Wash: You want a slinky dress? I can buy you a slinky dress. Captain, can I have money for a slinky dress? Jayne: I'll chip in. Zoe: I can hurt you.

'Shindig'


Natter .44 Magnum: Do You Feel Chatty, Punk?  

Off-topic discussion. Wanna talk about corsets, duct tape, or physics? This is the place. Detailed discussion of any current-season TV must be whitefonted.


Sue - Apr 11, 2006 7:37:56 am PDT #171 of 10002
hip deep in pie

Blogging about leggings: [link]

I saw two women wearing leggings under ruffled skirts yesterday. If the trend's hit Halifax, it must be over, right?

It's not the leggings I object to, it's the capri length of the. Capris, as I like to say, are the work of the devil.


Jessica - Apr 11, 2006 7:39:09 am PDT #172 of 10002
If I want to become a cloud of bats, does each bat need a separate vaccination?

If you had a private jet, you could have the £85 sandwich for lunch, the $1000 sundae for dessert, and wash it all down with a $1000 mint julep!

(And then, I don't know, light a million-dollar cigar with a $100 bill before going home to sleep on your bed made out of a giant pile of money.)


§ ita § - Apr 11, 2006 7:40:46 am PDT #173 of 10002
Well not canonically, no, but this is transformative fiction.

See, I'm still down with the £85 sandwich, but the $1000 food is a no. Well, the $1000 julep is world of hell-no-why-bother. The $1000 sundae does look quite tasty, but it'd have to be when my sugar daddy is footing the bill.


shrift - Apr 11, 2006 7:41:23 am PDT #174 of 10002
"You can't put a price on the joy of not giving a shit." -Zenkitty

Dear Coworker,

The reason why my department doesn't process your requests in a timely fashion is because you keep misspelling our department e-mail address.

See, when that happens, we don't get your e-mails.

No, really.

And after Friday, copying my individual address isn't going to work anymore. I suggest you learn how to spell by then.

sincerely,
shrift


Jessica - Apr 11, 2006 7:41:48 am PDT #175 of 10002
If I want to become a cloud of bats, does each bat need a separate vaccination?

I may be going to London on business later this year -- I wonder if I could expense an £85 sandwich?

[eta: £85 sandwich, in greater detail:]

The slices of 24-hour fermented sour dough bread are spread with a mayonnaise flavoured with foie gras (£30 a lb) and black truffle (£340 a lb). There is a generous helping of brie de meaux, considered Europe's finest cheese.

The beef itself, comprising a third of the weight of the sandwich, is a snip at £28 a pound. The meat is seared in a pan on both sides for two minutes and then basted with yet more foie gras before being chilled for 15 minutes and sliced.

English cherry tomatoes and rocket, plus peppers roasted on a naked flame and then skinned and sliced finely, complete the presentation.


Sean K - Apr 11, 2006 7:48:34 am PDT #176 of 10002
You can't leave me to my own devices; my devices are Nap and Eat. -Zenkitty

The reason why my department doesn't process your requests in a timely fashion is because you keep misspelling our department e-mail address.

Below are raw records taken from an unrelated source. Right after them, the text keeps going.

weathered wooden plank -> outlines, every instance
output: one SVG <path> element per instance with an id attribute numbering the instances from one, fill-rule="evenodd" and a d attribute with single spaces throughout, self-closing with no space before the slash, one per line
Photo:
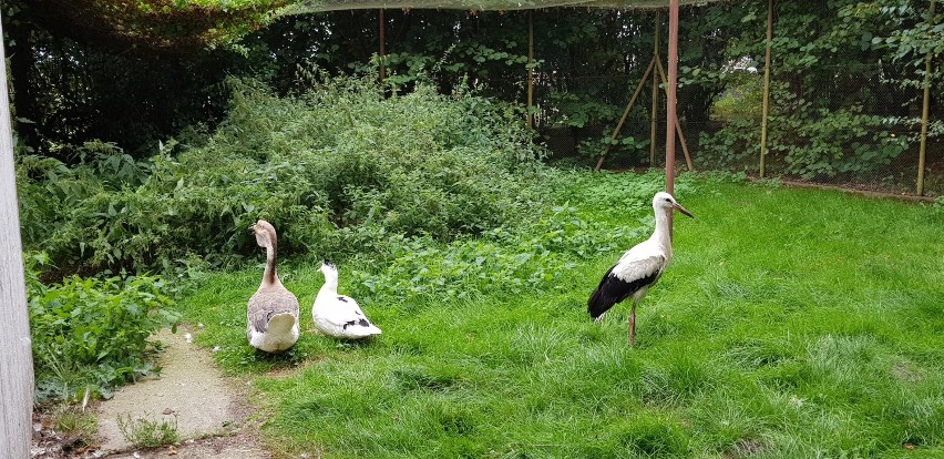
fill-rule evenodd
<path id="1" fill-rule="evenodd" d="M 0 47 L 0 326 L 3 328 L 0 333 L 0 456 L 28 458 L 32 435 L 33 363 L 7 94 L 7 60 Z"/>

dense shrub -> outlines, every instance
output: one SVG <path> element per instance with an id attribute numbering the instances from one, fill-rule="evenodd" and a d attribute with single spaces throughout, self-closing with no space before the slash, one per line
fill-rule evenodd
<path id="1" fill-rule="evenodd" d="M 555 185 L 561 182 L 567 184 Z M 614 210 L 624 223 L 588 220 L 564 204 L 531 211 L 525 226 L 499 226 L 448 244 L 391 235 L 367 255 L 381 268 L 355 271 L 350 284 L 363 285 L 366 298 L 407 305 L 430 296 L 469 298 L 562 288 L 577 261 L 622 253 L 647 236 L 655 221 L 653 195 L 664 190 L 665 175 L 656 170 L 643 175 L 562 173 L 546 183 L 555 186 L 561 201 L 585 200 L 567 190 L 588 192 L 599 208 Z M 689 176 L 680 176 L 675 190 L 680 195 L 690 193 Z"/>
<path id="2" fill-rule="evenodd" d="M 114 386 L 157 371 L 146 339 L 178 318 L 160 278 L 71 276 L 45 285 L 35 269 L 45 255 L 27 259 L 39 400 L 81 398 L 85 390 L 106 396 Z"/>
<path id="3" fill-rule="evenodd" d="M 710 166 L 757 169 L 760 114 L 755 80 L 719 98 L 712 115 L 724 121 L 718 132 L 701 133 L 699 159 Z M 768 122 L 771 159 L 782 160 L 779 172 L 803 178 L 854 176 L 891 163 L 907 149 L 907 140 L 890 132 L 892 120 L 863 114 L 861 108 L 813 109 L 809 101 L 774 84 Z"/>
<path id="4" fill-rule="evenodd" d="M 212 135 L 146 164 L 101 147 L 72 167 L 22 157 L 28 245 L 73 267 L 218 266 L 254 251 L 246 227 L 266 218 L 280 248 L 338 256 L 383 234 L 481 234 L 541 200 L 531 178 L 547 172 L 511 108 L 424 84 L 386 96 L 372 76 L 311 81 L 293 98 L 230 82 Z"/>

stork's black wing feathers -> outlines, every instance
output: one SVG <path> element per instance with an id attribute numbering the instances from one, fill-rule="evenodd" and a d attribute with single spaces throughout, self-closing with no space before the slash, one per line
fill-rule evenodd
<path id="1" fill-rule="evenodd" d="M 593 294 L 591 294 L 591 297 L 587 300 L 587 313 L 589 313 L 593 318 L 602 316 L 603 313 L 609 310 L 613 305 L 628 298 L 640 288 L 656 282 L 659 274 L 661 274 L 661 272 L 656 271 L 649 276 L 638 278 L 633 282 L 626 282 L 613 274 L 613 269 L 615 267 L 616 265 L 610 267 L 609 271 L 603 275 L 603 279 L 599 280 L 599 285 L 595 290 L 593 290 Z"/>

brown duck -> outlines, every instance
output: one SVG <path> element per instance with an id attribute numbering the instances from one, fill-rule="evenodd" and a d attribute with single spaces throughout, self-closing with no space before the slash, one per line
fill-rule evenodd
<path id="1" fill-rule="evenodd" d="M 266 248 L 266 271 L 259 289 L 249 298 L 246 337 L 256 349 L 281 353 L 298 340 L 298 298 L 281 285 L 276 274 L 275 227 L 260 220 L 249 230 L 259 247 Z"/>

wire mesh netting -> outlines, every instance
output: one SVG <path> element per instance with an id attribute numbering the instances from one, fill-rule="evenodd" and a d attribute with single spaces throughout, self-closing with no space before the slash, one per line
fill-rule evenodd
<path id="1" fill-rule="evenodd" d="M 722 0 L 679 0 L 679 4 L 700 4 L 709 1 Z M 300 14 L 319 11 L 403 8 L 475 11 L 512 11 L 556 7 L 656 9 L 668 6 L 669 0 L 307 0 L 291 4 L 285 12 Z"/>
<path id="2" fill-rule="evenodd" d="M 829 93 L 829 110 L 813 116 L 794 116 L 783 105 L 794 100 L 771 95 L 768 124 L 767 177 L 784 181 L 834 185 L 846 188 L 913 194 L 917 186 L 921 140 L 922 91 L 885 88 L 880 65 L 859 65 L 855 73 L 873 80 L 882 88 L 881 96 L 865 94 L 861 86 L 839 83 Z M 762 78 L 746 71 L 747 80 L 759 86 Z M 523 83 L 524 84 L 524 83 Z M 665 166 L 666 112 L 665 93 L 651 100 L 651 81 L 629 112 L 628 121 L 613 137 L 616 122 L 574 123 L 575 114 L 567 101 L 594 101 L 597 111 L 623 111 L 639 84 L 627 75 L 564 75 L 552 73 L 535 79 L 535 126 L 540 139 L 558 164 L 594 167 L 606 151 L 605 170 L 630 170 Z M 776 85 L 776 83 L 774 83 Z M 727 171 L 757 176 L 760 172 L 760 116 L 737 118 L 719 113 L 718 100 L 709 116 L 691 110 L 700 102 L 694 88 L 678 91 L 681 134 L 676 135 L 676 167 L 688 170 L 686 153 L 697 171 Z M 868 96 L 866 96 L 868 95 Z M 655 123 L 653 123 L 655 106 Z M 850 109 L 850 106 L 852 109 Z M 788 106 L 789 108 L 789 106 Z M 757 113 L 760 106 L 755 108 Z M 692 113 L 696 115 L 692 116 Z M 581 115 L 579 113 L 576 113 Z M 610 113 L 610 120 L 618 115 Z M 942 119 L 932 110 L 930 123 L 940 126 Z M 653 125 L 655 124 L 655 125 Z M 651 132 L 655 129 L 655 149 Z M 933 129 L 932 129 L 933 130 Z M 606 150 L 606 143 L 610 147 Z M 854 161 L 862 157 L 863 161 Z M 944 142 L 927 141 L 924 194 L 944 195 Z"/>
<path id="3" fill-rule="evenodd" d="M 500 2 L 488 3 L 485 8 L 500 8 Z M 588 3 L 514 4 L 545 8 Z M 616 2 L 592 3 L 615 6 Z M 632 3 L 646 8 L 667 2 Z M 676 136 L 676 166 L 686 170 L 690 160 L 697 171 L 758 176 L 766 4 L 681 3 L 688 7 L 683 10 L 680 22 L 677 112 L 681 135 Z M 409 2 L 410 8 L 420 4 Z M 428 4 L 444 9 L 483 8 L 473 2 Z M 763 175 L 915 193 L 924 101 L 923 59 L 921 68 L 914 60 L 890 59 L 883 49 L 871 49 L 866 35 L 860 42 L 858 35 L 841 37 L 830 27 L 823 27 L 819 34 L 799 33 L 806 22 L 791 24 L 789 20 L 819 18 L 820 21 L 830 14 L 835 17 L 830 10 L 833 7 L 822 2 L 780 4 L 782 9 L 797 11 L 774 21 L 774 41 L 781 41 L 773 47 Z M 315 3 L 310 6 L 316 8 Z M 317 3 L 321 10 L 356 6 L 377 8 L 401 3 L 352 0 Z M 532 13 L 464 14 L 403 10 L 388 12 L 380 22 L 392 24 L 396 31 L 384 41 L 390 57 L 386 61 L 388 75 L 408 81 L 404 73 L 413 64 L 425 69 L 454 68 L 458 70 L 453 73 L 433 75 L 444 92 L 451 91 L 454 81 L 465 75 L 484 95 L 522 109 L 529 106 L 531 82 L 533 102 L 527 111 L 538 140 L 553 153 L 551 161 L 589 169 L 597 165 L 606 151 L 604 169 L 627 170 L 661 167 L 665 162 L 666 98 L 661 88 L 655 94 L 653 88 L 654 79 L 657 83 L 665 79 L 667 21 L 666 14 L 656 11 L 557 8 Z M 702 19 L 712 13 L 718 14 L 716 24 L 706 26 Z M 431 27 L 437 23 L 432 14 L 451 18 L 443 22 L 441 42 L 431 43 L 428 37 L 409 27 Z M 378 16 L 370 17 L 368 23 L 376 24 Z M 719 31 L 718 18 L 733 18 L 728 27 L 743 27 L 743 31 L 740 35 Z M 659 28 L 661 38 L 655 39 Z M 362 33 L 369 30 L 369 26 L 358 29 L 358 35 L 347 43 L 362 40 L 360 47 L 376 47 L 378 35 Z M 533 35 L 531 45 L 530 35 Z M 732 40 L 741 41 L 737 53 L 728 47 Z M 820 54 L 813 55 L 814 51 L 810 50 Z M 533 53 L 533 61 L 525 59 L 529 53 Z M 533 68 L 531 74 L 529 67 Z M 707 73 L 711 75 L 706 76 Z M 924 81 L 931 82 L 932 98 L 923 193 L 936 196 L 944 195 L 944 99 L 938 95 L 944 93 L 944 82 L 936 71 Z M 627 110 L 636 93 L 635 103 Z M 626 121 L 614 137 L 614 129 L 623 118 Z"/>

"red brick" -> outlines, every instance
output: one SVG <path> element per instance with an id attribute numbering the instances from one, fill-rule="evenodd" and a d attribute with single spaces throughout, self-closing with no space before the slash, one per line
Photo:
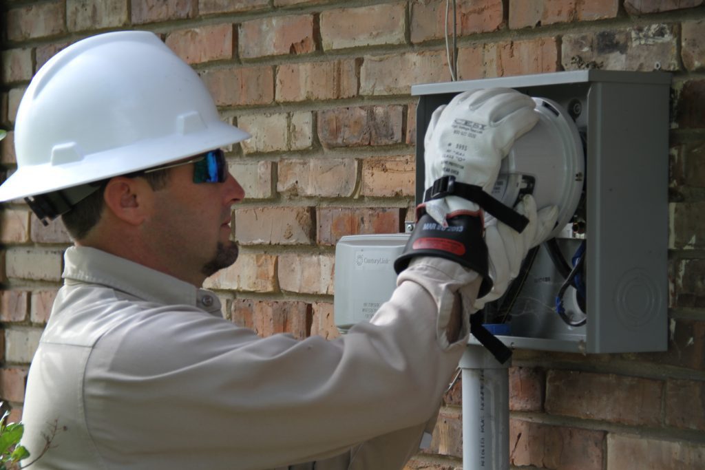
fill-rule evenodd
<path id="1" fill-rule="evenodd" d="M 462 416 L 460 409 L 441 409 L 428 451 L 441 455 L 462 457 Z"/>
<path id="2" fill-rule="evenodd" d="M 31 49 L 13 49 L 2 53 L 2 82 L 29 82 L 33 73 Z"/>
<path id="3" fill-rule="evenodd" d="M 257 113 L 238 118 L 238 127 L 252 136 L 243 141 L 243 151 L 249 154 L 288 150 L 289 116 L 288 113 Z"/>
<path id="4" fill-rule="evenodd" d="M 314 238 L 310 207 L 261 207 L 235 211 L 235 237 L 247 245 L 310 245 Z"/>
<path id="5" fill-rule="evenodd" d="M 455 465 L 446 461 L 442 462 L 429 461 L 416 456 L 407 462 L 404 466 L 404 470 L 462 470 L 462 464 Z"/>
<path id="6" fill-rule="evenodd" d="M 201 78 L 218 106 L 269 104 L 274 99 L 274 72 L 269 66 L 207 70 Z"/>
<path id="7" fill-rule="evenodd" d="M 502 0 L 458 2 L 455 25 L 458 36 L 496 31 L 504 23 Z M 415 1 L 411 10 L 411 42 L 423 42 L 445 37 L 446 0 Z M 453 8 L 448 11 L 448 32 L 453 32 Z"/>
<path id="8" fill-rule="evenodd" d="M 326 340 L 340 337 L 341 333 L 336 326 L 333 304 L 317 302 L 313 304 L 313 320 L 311 324 L 311 335 L 318 335 Z"/>
<path id="9" fill-rule="evenodd" d="M 349 197 L 357 175 L 357 162 L 352 159 L 282 160 L 276 190 L 288 196 Z"/>
<path id="10" fill-rule="evenodd" d="M 360 94 L 408 95 L 412 85 L 448 81 L 447 73 L 445 51 L 368 56 L 360 68 Z"/>
<path id="11" fill-rule="evenodd" d="M 36 61 L 35 71 L 38 70 L 42 68 L 42 66 L 47 63 L 47 61 L 70 44 L 70 42 L 60 42 L 37 46 L 37 49 L 35 49 L 35 59 Z"/>
<path id="12" fill-rule="evenodd" d="M 659 426 L 663 383 L 637 377 L 548 371 L 546 411 L 623 424 Z"/>
<path id="13" fill-rule="evenodd" d="M 705 321 L 673 319 L 668 333 L 668 350 L 644 354 L 644 358 L 659 364 L 705 371 Z"/>
<path id="14" fill-rule="evenodd" d="M 400 144 L 403 138 L 403 112 L 400 105 L 321 111 L 319 140 L 326 148 Z"/>
<path id="15" fill-rule="evenodd" d="M 279 256 L 278 280 L 283 292 L 333 294 L 335 257 L 328 254 L 285 253 Z"/>
<path id="16" fill-rule="evenodd" d="M 70 243 L 71 237 L 60 218 L 50 221 L 44 225 L 34 215 L 30 217 L 32 241 L 37 243 Z"/>
<path id="17" fill-rule="evenodd" d="M 228 13 L 262 9 L 269 6 L 269 0 L 198 0 L 201 15 Z"/>
<path id="18" fill-rule="evenodd" d="M 323 49 L 404 44 L 405 20 L 405 2 L 326 10 L 321 13 Z"/>
<path id="19" fill-rule="evenodd" d="M 132 2 L 132 22 L 135 25 L 196 16 L 198 0 L 141 0 Z"/>
<path id="20" fill-rule="evenodd" d="M 277 101 L 341 99 L 357 92 L 355 60 L 290 63 L 277 68 Z"/>
<path id="21" fill-rule="evenodd" d="M 565 70 L 678 70 L 678 38 L 677 26 L 666 24 L 565 35 L 561 62 Z"/>
<path id="22" fill-rule="evenodd" d="M 691 72 L 705 70 L 705 20 L 685 21 L 681 25 L 680 56 Z"/>
<path id="23" fill-rule="evenodd" d="M 695 470 L 705 468 L 705 445 L 641 435 L 607 436 L 606 470 Z"/>
<path id="24" fill-rule="evenodd" d="M 705 187 L 705 144 L 687 142 L 671 148 L 668 161 L 669 187 Z"/>
<path id="25" fill-rule="evenodd" d="M 319 207 L 317 242 L 333 245 L 341 237 L 368 233 L 399 233 L 401 209 L 397 208 Z"/>
<path id="26" fill-rule="evenodd" d="M 371 157 L 362 160 L 361 196 L 413 196 L 416 159 L 412 155 Z"/>
<path id="27" fill-rule="evenodd" d="M 675 202 L 669 205 L 670 226 L 668 247 L 677 249 L 701 249 L 705 247 L 705 237 L 701 236 L 705 228 L 705 218 L 701 216 L 705 202 Z"/>
<path id="28" fill-rule="evenodd" d="M 5 254 L 9 278 L 34 280 L 61 280 L 63 251 L 56 249 L 12 248 Z"/>
<path id="29" fill-rule="evenodd" d="M 311 148 L 312 144 L 313 113 L 292 113 L 289 123 L 289 149 L 305 150 Z"/>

Dear Mysterious and Terrifying Tech Goddess,

Spelling is hard. Are you really going to make the Sun go away on Friday?

Sincerely,
Og, Frightened and Simpering Peon


Allyson - Apr 11, 2006 7:51:22 am PDT #177 of 10002
Wait, is this real-world child support, where the money goes to buy food for the kids, or MRA fantasyland child support where the women just buy Ferraris and cocaine? -Jessica

it'd have to be when my sugar daddy is footing the bill.

You have a sugar daddy?


§ ita § - Apr 11, 2006 7:51:51 am PDT #178 of 10002
Well not canonically, no, but this is transformative fiction.

Jaysus. Someone buy me that sandwich, will you?

eta:

You have a sugar daddy?

A girl can dream...


Typo Boy - Apr 11, 2006 7:52:58 am PDT #179 of 10002
Calli: My people have a saying. A man who trusts can never be betrayed, only mistaken.Avon: Life expectancy among your people must be extremely short.

What gets me is that muffin-top seems to be a "look" right now.

Umm you know a cute little belly sticking out over jeans does not neccesarily look bad on a woman. I mean to a guy. Maybe I just have very weird tast; but on a good looking woman a small muffin top can be sexy. Should I post this? Oh hell, y'all already knew I was strange.


tommyrot - Apr 11, 2006 7:54:06 am PDT #180 of 10002
Sir, it's not an offence to let your cat eat your bacon. Okay? And we don't arrest cats, I'm very sorry.

English cherry tomatoes and rocket, plus peppers roasted on a naked flame and then skinned and sliced finely, complete the presentation.

How much do you have to spend on your food before it has a presentation?